Lord Pannick admitted that language in the new draft Bill to secure flights to Rwanda had been constrained.
A watchdog found 22 out of 43 police forces in England and Wales to be “inadequate” or “requiring improvement” in investigating crime.
Knife crime increased at its fastest rate in half a decade.
A report from the Commission for Countering Extremism claimed Islamism in the UK has been under-researched due to legal threats.
The new chair of the British Business Bank warned that the UK should not be an ‘incubator economy’ for the United States.
It will take two parliamentary terms for public services to be restored, according to new research.
Civil servants have been ‘over promoted’ to avoid the Whitehall pay squeeze, costing £1.5 billion a year.
Research revealed that the biggest predictor of a seat not being Conservative in 2019 was whether it had a higher than average number of non-white voters.

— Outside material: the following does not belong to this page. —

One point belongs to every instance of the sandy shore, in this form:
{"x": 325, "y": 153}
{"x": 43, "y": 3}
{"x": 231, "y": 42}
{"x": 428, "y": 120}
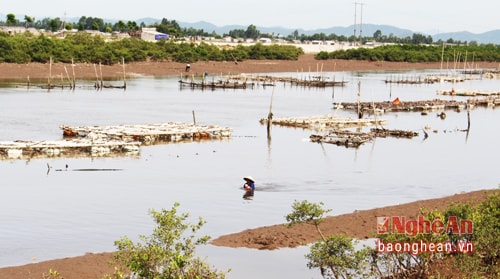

Nations such as Canada and the US that supported a fossil fuel phase-down at COP28 have plans to increase fossil-fuel production over the next ten years.
The Centre for Economics and Business Research claimed that Net Zero policies will hold back growth in the West and allow Asian economies to take the lead.
Baby boomers are predicted to give $53 billion in inheritance to the next generation in the US, but will largely benefit already wealthy households.
The Israeli Supreme Court struck down Prime Minister Benjamin Netanyahu’s legislation to limit the court’s powers.
Violent protests broke out on Camberwell Road following rising tensions between Ethiopia and Eritrea.
Pro-Palestine protesters shut down shops in the Westfield shopping centre in Stratford on Boxing Day.
Polls showed hard-Right parties on track to make gains in 2024 European elections, especially in Netherlands, France, Italy, and Hungary.
Plans to attack Catholic masses in Cologne, Vienna, and Madrid were thwarted by police after arresting members of an Islamist terror cell.
Christians continued to be murdered by Fulani and Boko Haram in northern Nigeria.
The International Atomic Energy Agency reported that North Korea might now have a second operational nuclear reactor.